The World Health Organization warned that too many women in wealthy and developing countries alike are resorting unnecessarily to Cesarean sections for childbirth. Other pregnant women with a real medical need for a C-section simply do not have access to the operation, the WHO added.
"In a lot of developing and developed countries, there is really an epidemic of Cesarean sections, even when there is no medical need," said Marleen Temmerman, director of the WHO's reproductive health department.
In countries like Brazil, where some 53% of births are by C-section according to WHO figures, "there is a culture of 'let's go for Cesarean'," Temmerman added.
Since the mid-1980s, doctors have said the ideal rate of C-sections should range between 10 and 15%, though the health community is working on establishing a new recommendation.
"If a country has a rate that is below 10%, you can see that there are more mothers and babies dying because (there is) no access," Temmerman said. "We see women dying" in some countries because they cannot be operated on in time, she added.

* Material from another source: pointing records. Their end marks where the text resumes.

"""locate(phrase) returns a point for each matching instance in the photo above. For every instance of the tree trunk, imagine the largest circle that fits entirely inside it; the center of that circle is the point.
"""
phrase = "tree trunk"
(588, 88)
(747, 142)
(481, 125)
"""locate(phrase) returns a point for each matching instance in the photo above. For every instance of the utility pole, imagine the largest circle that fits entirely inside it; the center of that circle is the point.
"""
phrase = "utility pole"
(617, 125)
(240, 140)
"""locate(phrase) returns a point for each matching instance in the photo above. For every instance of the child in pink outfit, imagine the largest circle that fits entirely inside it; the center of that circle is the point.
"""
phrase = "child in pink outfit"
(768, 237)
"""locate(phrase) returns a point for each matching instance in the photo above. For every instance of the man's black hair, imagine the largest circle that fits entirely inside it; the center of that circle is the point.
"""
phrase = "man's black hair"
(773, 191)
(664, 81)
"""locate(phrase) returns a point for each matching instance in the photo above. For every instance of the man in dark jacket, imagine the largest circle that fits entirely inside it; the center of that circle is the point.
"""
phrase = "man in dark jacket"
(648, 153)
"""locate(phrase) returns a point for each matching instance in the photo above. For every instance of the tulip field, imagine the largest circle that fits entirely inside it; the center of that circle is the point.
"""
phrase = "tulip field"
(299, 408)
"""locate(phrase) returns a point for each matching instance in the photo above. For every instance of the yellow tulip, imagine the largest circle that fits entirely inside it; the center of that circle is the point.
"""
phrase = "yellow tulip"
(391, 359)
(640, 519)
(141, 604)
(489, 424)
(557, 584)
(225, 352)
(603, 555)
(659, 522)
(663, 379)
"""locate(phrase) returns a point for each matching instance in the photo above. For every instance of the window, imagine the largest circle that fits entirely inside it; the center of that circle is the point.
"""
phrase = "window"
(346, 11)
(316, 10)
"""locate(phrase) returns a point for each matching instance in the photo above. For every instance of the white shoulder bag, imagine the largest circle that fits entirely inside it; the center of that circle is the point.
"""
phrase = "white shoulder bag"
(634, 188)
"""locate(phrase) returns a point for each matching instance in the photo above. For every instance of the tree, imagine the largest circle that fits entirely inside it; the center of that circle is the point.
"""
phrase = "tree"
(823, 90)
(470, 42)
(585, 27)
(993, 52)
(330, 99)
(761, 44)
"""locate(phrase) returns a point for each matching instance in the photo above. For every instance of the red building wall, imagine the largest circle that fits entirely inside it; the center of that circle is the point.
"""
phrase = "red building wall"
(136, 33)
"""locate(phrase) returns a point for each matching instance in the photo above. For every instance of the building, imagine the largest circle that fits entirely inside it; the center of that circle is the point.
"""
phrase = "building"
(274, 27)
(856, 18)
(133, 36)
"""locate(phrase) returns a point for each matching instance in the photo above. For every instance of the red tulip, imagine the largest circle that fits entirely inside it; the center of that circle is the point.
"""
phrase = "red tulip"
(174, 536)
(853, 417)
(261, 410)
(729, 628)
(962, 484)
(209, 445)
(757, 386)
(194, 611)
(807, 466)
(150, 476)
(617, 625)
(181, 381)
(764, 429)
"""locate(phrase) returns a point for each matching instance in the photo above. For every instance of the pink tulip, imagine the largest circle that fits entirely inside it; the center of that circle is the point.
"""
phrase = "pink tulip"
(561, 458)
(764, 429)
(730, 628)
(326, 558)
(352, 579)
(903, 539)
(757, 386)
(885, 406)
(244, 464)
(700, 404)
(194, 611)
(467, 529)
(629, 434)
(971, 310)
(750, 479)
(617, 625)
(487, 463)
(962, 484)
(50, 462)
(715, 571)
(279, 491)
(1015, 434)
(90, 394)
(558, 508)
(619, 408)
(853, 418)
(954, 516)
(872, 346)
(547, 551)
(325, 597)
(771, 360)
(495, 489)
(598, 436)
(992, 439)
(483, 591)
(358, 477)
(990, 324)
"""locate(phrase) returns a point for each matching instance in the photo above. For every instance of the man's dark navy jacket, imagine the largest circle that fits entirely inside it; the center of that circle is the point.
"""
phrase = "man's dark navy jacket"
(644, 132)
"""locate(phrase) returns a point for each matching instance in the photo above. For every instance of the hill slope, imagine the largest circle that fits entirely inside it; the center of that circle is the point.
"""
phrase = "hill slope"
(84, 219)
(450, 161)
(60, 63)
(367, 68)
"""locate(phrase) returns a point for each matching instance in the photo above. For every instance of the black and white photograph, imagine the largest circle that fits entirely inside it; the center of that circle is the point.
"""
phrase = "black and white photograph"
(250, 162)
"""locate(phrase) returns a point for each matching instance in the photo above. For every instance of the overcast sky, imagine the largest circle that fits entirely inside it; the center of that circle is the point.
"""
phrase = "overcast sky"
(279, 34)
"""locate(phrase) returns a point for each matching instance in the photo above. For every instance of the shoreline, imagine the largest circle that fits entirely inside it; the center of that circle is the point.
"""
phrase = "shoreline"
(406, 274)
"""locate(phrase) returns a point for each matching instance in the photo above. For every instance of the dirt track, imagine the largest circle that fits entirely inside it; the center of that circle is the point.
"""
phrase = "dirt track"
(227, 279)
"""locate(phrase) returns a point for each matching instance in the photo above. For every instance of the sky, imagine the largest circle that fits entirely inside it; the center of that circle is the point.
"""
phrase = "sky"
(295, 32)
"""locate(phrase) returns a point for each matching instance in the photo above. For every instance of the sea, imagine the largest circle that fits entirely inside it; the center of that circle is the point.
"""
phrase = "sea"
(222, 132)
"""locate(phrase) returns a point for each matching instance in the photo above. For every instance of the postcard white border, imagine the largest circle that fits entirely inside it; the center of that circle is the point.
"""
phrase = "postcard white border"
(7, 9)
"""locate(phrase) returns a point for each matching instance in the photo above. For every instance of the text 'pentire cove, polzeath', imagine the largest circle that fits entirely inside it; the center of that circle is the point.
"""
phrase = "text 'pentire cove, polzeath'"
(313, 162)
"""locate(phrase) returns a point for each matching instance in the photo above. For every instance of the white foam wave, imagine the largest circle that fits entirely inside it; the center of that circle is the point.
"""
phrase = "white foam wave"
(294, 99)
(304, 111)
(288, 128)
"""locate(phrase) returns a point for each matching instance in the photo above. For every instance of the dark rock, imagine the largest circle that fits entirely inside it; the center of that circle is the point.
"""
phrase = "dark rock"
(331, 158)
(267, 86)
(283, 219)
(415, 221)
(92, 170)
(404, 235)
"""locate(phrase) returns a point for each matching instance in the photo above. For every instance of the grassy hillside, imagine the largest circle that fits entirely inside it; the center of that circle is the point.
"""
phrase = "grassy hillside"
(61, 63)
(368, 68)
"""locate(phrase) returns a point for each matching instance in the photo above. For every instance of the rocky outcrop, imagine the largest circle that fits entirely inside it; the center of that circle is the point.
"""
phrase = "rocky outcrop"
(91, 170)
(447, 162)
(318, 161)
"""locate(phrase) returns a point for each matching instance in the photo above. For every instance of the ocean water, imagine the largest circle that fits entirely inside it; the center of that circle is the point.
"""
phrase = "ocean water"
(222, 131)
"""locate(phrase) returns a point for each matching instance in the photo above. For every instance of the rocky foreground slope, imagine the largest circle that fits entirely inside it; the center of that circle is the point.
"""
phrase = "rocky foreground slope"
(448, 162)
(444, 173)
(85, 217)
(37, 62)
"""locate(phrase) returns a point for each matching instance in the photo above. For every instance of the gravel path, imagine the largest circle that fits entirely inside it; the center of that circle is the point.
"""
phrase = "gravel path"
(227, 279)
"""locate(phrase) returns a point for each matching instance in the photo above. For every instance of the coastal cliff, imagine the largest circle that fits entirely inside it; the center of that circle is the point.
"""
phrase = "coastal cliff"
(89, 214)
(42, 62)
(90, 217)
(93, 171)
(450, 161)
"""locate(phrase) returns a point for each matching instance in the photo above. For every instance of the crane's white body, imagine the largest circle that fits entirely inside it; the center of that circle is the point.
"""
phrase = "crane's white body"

According to the WHO's 2008 figures, some 23% of births in Europe were by C-section, 35% in North and South America, and 24% in the Western Pacific. Only Africa and southeast Asia, with rates of 3.8 and 8.8%, appeared to be free from the "epidemic".
Friday's recommendations were the first specific call by the WHO to stop childbirth by Cesarean except when it is medically necessary. "I think this is the first time we are being so explicit about it," said Dr. Metin Gulmezoglu, WHO's perinatal expert.